Stocks in the Asia Pacific region also did well, returning around 25 per cent. Emerging giants Brazil, Russia, India and China were flying high a decade ago, but the last five years have been tough.
However, loyal investors have now been rewarded by a blistering performance over the last 12 months.
Tom Stevenson, investment director at fund manager Fidelity International, said 2017 saw global stock markets produce stellar returns with several indices hitting all-time highs, including the UK’s FTSE 100: “Despite fears of a global recession and geopolitical tensions with North Korea, 2017 was a vintage year for investors.”
European stock markets grew almost 17 per cent, while Japanese and UK markets rose more than 13 per cent, and the US around 11 per cent.
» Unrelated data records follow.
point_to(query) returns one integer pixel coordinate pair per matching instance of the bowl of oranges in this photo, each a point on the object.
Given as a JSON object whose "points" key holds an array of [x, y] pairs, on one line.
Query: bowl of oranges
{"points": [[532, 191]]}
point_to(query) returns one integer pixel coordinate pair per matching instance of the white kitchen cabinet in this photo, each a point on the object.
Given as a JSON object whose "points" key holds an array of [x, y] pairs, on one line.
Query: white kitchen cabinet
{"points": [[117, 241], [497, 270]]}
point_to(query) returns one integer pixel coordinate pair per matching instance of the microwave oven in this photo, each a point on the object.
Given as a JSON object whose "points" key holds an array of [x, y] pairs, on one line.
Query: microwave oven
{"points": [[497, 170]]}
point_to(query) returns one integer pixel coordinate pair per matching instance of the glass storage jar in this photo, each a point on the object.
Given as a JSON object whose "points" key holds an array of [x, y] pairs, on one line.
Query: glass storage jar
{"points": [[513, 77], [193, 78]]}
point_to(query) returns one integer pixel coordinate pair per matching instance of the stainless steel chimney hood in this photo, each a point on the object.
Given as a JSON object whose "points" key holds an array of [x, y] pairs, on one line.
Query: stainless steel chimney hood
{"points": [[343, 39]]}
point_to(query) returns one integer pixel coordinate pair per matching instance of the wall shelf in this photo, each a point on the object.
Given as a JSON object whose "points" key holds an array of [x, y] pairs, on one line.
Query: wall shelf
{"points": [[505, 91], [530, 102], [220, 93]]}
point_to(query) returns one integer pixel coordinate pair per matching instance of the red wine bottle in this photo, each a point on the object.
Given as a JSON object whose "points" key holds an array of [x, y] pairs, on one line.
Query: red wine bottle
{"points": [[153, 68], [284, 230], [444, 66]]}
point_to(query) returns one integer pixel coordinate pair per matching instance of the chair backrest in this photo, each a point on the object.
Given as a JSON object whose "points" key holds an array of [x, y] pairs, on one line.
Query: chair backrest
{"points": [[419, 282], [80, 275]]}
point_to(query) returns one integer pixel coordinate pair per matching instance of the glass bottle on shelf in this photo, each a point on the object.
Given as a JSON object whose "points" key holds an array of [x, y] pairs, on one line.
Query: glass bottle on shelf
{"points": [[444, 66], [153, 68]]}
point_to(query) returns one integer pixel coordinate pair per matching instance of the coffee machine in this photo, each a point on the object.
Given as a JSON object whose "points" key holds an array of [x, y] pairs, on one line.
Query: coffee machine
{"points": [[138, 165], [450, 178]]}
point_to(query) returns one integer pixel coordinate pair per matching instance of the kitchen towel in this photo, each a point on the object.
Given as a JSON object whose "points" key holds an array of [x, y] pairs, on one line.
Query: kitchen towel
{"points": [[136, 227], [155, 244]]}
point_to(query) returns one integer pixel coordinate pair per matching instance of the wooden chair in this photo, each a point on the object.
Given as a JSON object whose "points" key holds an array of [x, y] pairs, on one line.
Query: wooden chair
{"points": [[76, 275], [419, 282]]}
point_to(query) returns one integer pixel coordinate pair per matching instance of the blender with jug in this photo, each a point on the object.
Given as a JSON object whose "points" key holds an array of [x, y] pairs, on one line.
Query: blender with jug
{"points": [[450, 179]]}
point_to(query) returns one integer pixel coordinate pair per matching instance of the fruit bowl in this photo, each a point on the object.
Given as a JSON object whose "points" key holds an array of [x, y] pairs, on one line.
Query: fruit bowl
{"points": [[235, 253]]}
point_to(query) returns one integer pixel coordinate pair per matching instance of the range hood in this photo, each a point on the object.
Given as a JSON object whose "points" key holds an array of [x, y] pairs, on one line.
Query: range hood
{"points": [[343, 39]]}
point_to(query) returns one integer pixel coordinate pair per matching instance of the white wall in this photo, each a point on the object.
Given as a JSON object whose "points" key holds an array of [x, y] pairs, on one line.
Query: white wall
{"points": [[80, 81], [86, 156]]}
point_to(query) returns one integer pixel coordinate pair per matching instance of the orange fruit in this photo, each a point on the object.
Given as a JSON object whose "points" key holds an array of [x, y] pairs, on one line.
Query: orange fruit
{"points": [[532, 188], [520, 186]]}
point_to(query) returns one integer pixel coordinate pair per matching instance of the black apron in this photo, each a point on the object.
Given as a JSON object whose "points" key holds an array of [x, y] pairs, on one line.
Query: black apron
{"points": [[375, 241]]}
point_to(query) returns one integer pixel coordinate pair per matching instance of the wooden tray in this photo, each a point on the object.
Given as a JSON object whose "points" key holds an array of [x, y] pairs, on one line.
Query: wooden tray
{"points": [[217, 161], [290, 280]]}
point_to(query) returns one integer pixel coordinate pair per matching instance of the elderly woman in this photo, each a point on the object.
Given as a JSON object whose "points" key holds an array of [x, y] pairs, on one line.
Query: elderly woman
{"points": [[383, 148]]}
However, it was a tough year for bond investments, with corporate, inflation-linked and government bonds all dipping slightly.
Investors should be careful about chasing past performance, but Stevenson said emerging markets and Asia should generate strong returns: “Longterm growth remains intact and valuations are reasonable.”
He also tipped Europe: “This is our favoured regional market thanks to a combination of good growth, a supportive central bank and reasonable valuations.”